PED4032W ESSAY: TRANSITION AND TRANSLATION OF KNOWLEDGE
NQF credits: 30 at HEQSF level 8
Convener: Prof David Woods
Course entry requirements: None
Course outline:  This course equips students to apply the knowledge and insights gained during their training to their home settings. Students will analyse the epidemiology of the centres at which they practise health care and will analyse the healthcare needs of the region, then plan ways in which to apply the knowledge they have gained in the diploma programme to such settings.
DP requirements: Full attendance and completion of all coursework requirements by due dates.
Assessment: Completion of an essay (100%). This is preceded by ongoing assessment of performance through regular clinical supervision/tutorial sessions and coursework tasks. A pass mark of 50% is required for the long essay, failing which the student will be required to make the necessary corrections or improvements and submit the assignment for reassessment. The terms of resubmission of the assignment will be at the discretion of the convener.

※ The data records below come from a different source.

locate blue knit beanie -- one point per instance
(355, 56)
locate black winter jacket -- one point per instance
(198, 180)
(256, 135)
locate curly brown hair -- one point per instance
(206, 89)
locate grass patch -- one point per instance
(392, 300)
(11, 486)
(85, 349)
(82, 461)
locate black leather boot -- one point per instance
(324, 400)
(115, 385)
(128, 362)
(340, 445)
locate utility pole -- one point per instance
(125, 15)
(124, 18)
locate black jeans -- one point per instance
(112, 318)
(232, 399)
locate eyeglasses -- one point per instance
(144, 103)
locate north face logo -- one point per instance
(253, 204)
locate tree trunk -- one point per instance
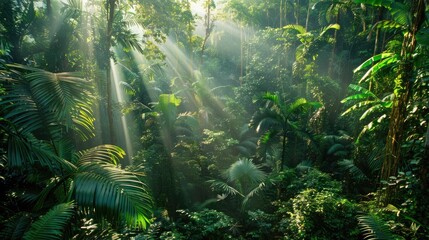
(283, 151)
(403, 85)
(110, 18)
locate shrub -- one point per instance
(319, 215)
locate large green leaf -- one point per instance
(374, 228)
(300, 29)
(52, 224)
(373, 60)
(245, 170)
(24, 151)
(103, 189)
(49, 103)
(16, 226)
(376, 3)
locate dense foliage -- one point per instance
(214, 119)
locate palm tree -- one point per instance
(244, 179)
(45, 115)
(278, 119)
(409, 18)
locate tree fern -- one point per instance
(16, 226)
(374, 229)
(107, 191)
(52, 224)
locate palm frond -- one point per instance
(349, 166)
(105, 190)
(16, 226)
(245, 170)
(40, 100)
(106, 153)
(224, 187)
(52, 224)
(252, 193)
(25, 150)
(373, 228)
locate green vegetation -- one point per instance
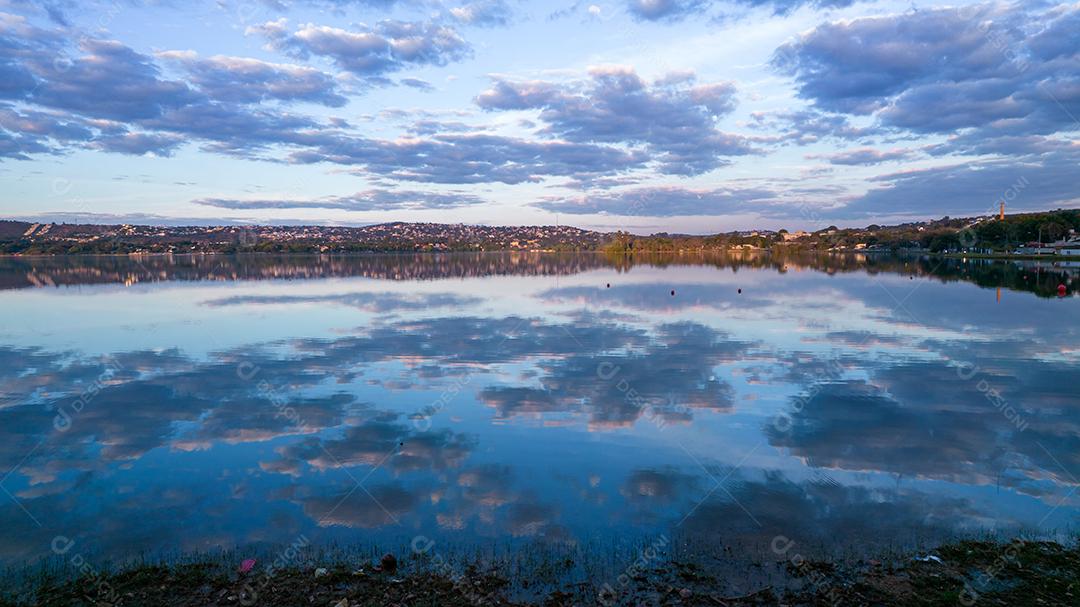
(962, 572)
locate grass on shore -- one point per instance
(966, 572)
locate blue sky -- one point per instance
(689, 116)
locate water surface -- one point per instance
(162, 405)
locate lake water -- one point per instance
(169, 405)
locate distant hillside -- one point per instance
(973, 234)
(28, 239)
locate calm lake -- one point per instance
(159, 406)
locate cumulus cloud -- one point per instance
(370, 200)
(453, 158)
(665, 10)
(867, 157)
(662, 202)
(251, 81)
(484, 13)
(1002, 69)
(369, 51)
(675, 121)
(973, 188)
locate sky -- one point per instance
(646, 116)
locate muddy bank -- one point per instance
(969, 572)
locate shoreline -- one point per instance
(960, 572)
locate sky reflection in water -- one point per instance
(499, 402)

SHORT-TERM ATTACHMENTS/OBSERVORSHIP

Duration of training: 1 month maximum
Convener: Dr H Buys

Short term attachments are accepted in the department but require careful planning. Examples are trainees who wish exposure to a very specialised area such as the paediatric trauma unit, or the paediatric resuscitation room. Trainees attend for short attachments to gain insight into how the service is structured to assess which models could be duplicated in their home setting. HPCSA registration is not attained for short attachments and as such observation only is possible (i.e. no direct patient care).